In the given problem, we needed the product rule to handle the exponent \( \sqrt{t} \cdot \ln(\sin t) \). Here, \( u = \sqrt{t} \) and \( v = \ln(\sin t) \).
By successfully applying the product rule, we found the derivative of this product, allowing correct substitution back into the original expression.
Understanding and practicing the product rule makes differentiation of products less daunting and more structured.

Exponential Functions

Exponential functions, typically in the form of \( a^x \), where \( a \) is a constant, play a significant role in calculus and real-world applications.
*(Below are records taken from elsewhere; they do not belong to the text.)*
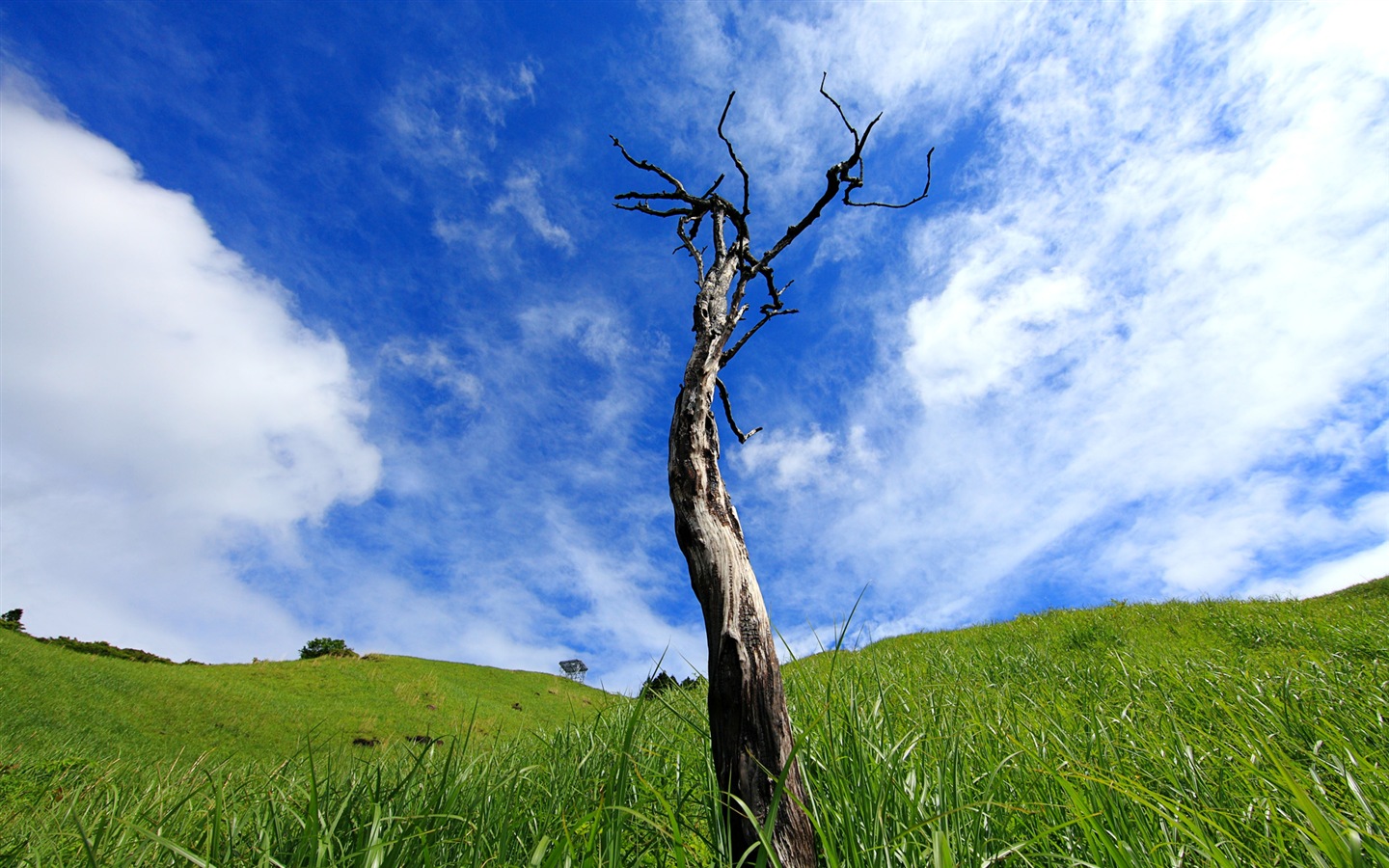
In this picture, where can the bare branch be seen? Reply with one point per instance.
(884, 204)
(732, 153)
(644, 208)
(840, 109)
(728, 413)
(647, 167)
(767, 314)
(688, 242)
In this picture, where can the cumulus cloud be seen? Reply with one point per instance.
(163, 406)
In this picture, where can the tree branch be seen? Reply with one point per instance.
(728, 413)
(734, 154)
(769, 312)
(884, 204)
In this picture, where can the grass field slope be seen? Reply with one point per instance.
(1224, 734)
(148, 712)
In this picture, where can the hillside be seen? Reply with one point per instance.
(52, 697)
(1221, 734)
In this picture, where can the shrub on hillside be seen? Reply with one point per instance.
(103, 649)
(325, 647)
(665, 681)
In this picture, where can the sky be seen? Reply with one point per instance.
(318, 319)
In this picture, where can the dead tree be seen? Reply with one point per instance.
(749, 728)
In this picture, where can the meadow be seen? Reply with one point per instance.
(1177, 734)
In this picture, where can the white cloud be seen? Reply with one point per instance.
(161, 406)
(523, 198)
(451, 122)
(1136, 360)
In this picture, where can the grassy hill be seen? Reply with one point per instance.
(1183, 734)
(52, 699)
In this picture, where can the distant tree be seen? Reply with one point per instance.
(325, 647)
(750, 734)
(659, 684)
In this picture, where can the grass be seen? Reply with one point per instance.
(52, 699)
(1183, 734)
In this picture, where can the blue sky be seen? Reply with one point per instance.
(318, 318)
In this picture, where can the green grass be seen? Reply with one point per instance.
(53, 699)
(1183, 734)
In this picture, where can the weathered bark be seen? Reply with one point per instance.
(749, 728)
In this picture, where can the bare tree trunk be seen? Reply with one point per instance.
(749, 728)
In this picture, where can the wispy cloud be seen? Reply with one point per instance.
(451, 122)
(1146, 347)
(161, 403)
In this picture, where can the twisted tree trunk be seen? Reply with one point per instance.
(749, 728)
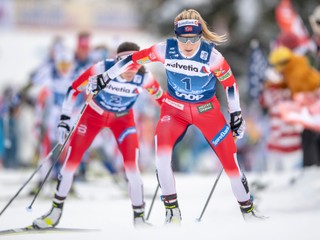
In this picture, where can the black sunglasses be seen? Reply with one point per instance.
(191, 39)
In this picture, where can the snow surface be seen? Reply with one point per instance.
(293, 208)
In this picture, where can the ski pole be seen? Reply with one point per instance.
(211, 192)
(152, 202)
(61, 149)
(29, 179)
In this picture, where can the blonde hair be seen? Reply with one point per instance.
(206, 33)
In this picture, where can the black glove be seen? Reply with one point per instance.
(63, 128)
(237, 124)
(97, 83)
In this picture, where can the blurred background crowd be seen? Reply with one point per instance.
(273, 50)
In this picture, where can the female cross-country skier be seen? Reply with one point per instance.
(193, 67)
(111, 108)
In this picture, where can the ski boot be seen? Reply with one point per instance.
(50, 219)
(138, 217)
(173, 214)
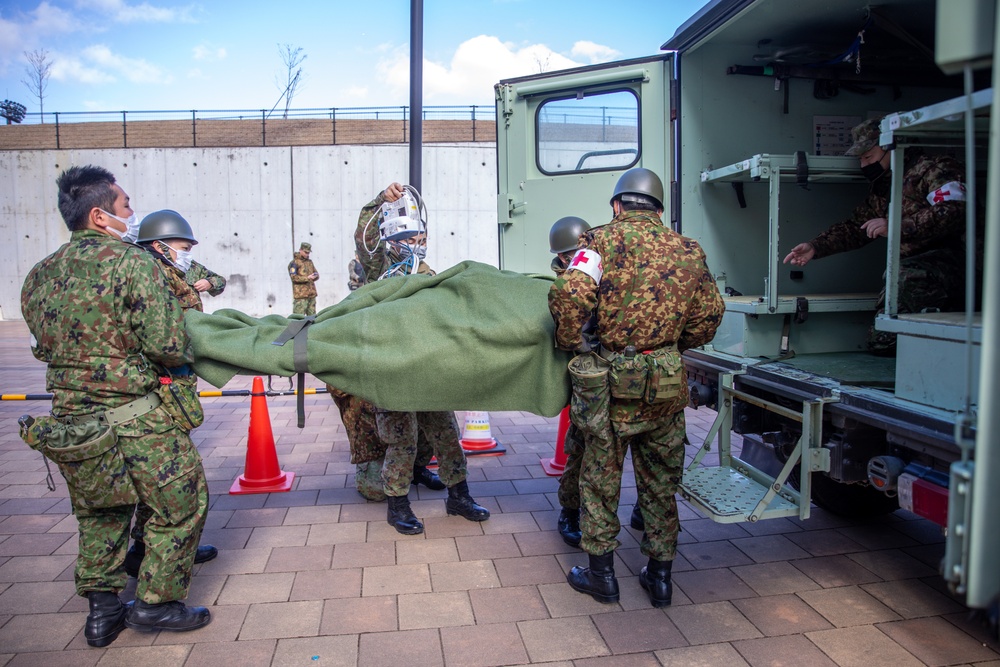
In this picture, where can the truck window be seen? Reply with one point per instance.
(593, 132)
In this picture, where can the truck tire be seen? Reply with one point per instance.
(851, 500)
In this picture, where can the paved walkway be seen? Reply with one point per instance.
(316, 576)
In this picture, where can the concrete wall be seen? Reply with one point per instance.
(250, 208)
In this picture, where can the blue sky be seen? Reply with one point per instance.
(111, 55)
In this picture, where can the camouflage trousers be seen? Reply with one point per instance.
(931, 281)
(401, 433)
(658, 457)
(166, 470)
(305, 306)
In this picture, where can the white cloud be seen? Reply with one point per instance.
(477, 65)
(208, 52)
(595, 53)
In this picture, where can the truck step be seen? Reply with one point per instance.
(727, 495)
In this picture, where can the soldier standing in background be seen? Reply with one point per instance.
(653, 297)
(304, 276)
(400, 431)
(932, 238)
(101, 316)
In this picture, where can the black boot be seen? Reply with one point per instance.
(655, 580)
(636, 521)
(569, 526)
(106, 618)
(461, 503)
(136, 552)
(401, 517)
(174, 616)
(598, 580)
(429, 478)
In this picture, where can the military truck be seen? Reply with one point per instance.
(746, 115)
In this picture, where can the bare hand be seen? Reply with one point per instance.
(800, 254)
(393, 192)
(876, 227)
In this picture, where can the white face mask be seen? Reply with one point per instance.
(184, 258)
(131, 227)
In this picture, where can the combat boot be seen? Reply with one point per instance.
(655, 580)
(174, 616)
(461, 503)
(429, 478)
(569, 526)
(401, 517)
(598, 580)
(136, 552)
(637, 521)
(106, 618)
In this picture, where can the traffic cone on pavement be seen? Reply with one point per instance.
(555, 466)
(261, 473)
(477, 440)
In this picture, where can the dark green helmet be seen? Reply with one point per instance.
(565, 232)
(642, 183)
(165, 224)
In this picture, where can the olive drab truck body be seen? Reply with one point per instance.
(745, 114)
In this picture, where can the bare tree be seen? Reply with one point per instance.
(291, 77)
(37, 76)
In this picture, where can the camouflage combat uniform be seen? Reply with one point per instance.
(199, 272)
(303, 287)
(655, 291)
(932, 242)
(183, 289)
(100, 313)
(400, 431)
(367, 450)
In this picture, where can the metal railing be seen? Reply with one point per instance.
(255, 127)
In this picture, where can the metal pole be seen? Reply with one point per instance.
(416, 91)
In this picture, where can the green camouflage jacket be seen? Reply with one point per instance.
(370, 246)
(651, 288)
(199, 271)
(299, 270)
(933, 209)
(99, 310)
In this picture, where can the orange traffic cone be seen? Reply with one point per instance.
(555, 466)
(261, 474)
(476, 437)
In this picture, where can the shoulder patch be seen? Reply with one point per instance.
(951, 191)
(589, 262)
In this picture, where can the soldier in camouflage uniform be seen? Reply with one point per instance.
(383, 257)
(563, 237)
(653, 298)
(101, 316)
(304, 276)
(368, 452)
(932, 241)
(169, 238)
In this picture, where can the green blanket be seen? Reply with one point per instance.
(469, 338)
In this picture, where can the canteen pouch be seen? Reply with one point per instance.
(591, 400)
(90, 460)
(179, 396)
(628, 376)
(666, 381)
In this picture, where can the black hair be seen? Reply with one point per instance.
(81, 190)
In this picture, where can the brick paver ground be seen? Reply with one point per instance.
(317, 577)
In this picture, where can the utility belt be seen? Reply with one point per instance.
(85, 449)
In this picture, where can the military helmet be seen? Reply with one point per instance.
(642, 182)
(165, 224)
(865, 136)
(565, 232)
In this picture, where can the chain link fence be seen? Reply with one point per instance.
(240, 128)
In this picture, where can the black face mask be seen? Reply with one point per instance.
(873, 171)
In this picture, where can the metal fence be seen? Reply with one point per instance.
(260, 127)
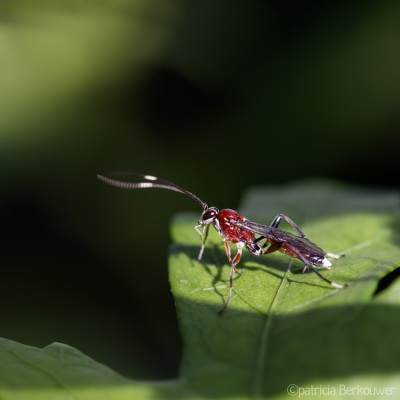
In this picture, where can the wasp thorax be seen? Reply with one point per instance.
(209, 216)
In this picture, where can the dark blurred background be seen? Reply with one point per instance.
(213, 95)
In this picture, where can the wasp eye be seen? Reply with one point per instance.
(209, 215)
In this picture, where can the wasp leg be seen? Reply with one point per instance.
(233, 264)
(203, 234)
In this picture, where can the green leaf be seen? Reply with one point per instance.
(283, 332)
(287, 328)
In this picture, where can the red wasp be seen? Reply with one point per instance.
(234, 228)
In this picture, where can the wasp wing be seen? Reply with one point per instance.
(302, 244)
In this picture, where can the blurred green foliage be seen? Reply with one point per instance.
(214, 96)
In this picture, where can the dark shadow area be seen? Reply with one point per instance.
(387, 280)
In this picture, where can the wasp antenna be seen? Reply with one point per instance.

Differentiating exponential functions with variables in the exponent often requires logarithmic manipulation, as shown in this exercise.

• A common strategy is to rewrite the function using natural logarithms, expressing \( a^x \) as \( e^{x \cdot \ln(a)} \). This simplifies the differentiation process.
• By transforming the original function \( (\sin t)^{\sqrt{t}} \) into \( e^{\sqrt{t} \cdot \ln(\sin t)} \), the problem becomes more manageable using the chain and product rules.

Exponential functions are powerful in modeling growth processes, decay, and capturing dynamic changes in various fields.

Mastering their differentiation opens the door to understanding behaviors and trends depicted by these mathematical expressions. In calculus, they frequently pop up, hence knowing how to handle them becomes an invaluable skill.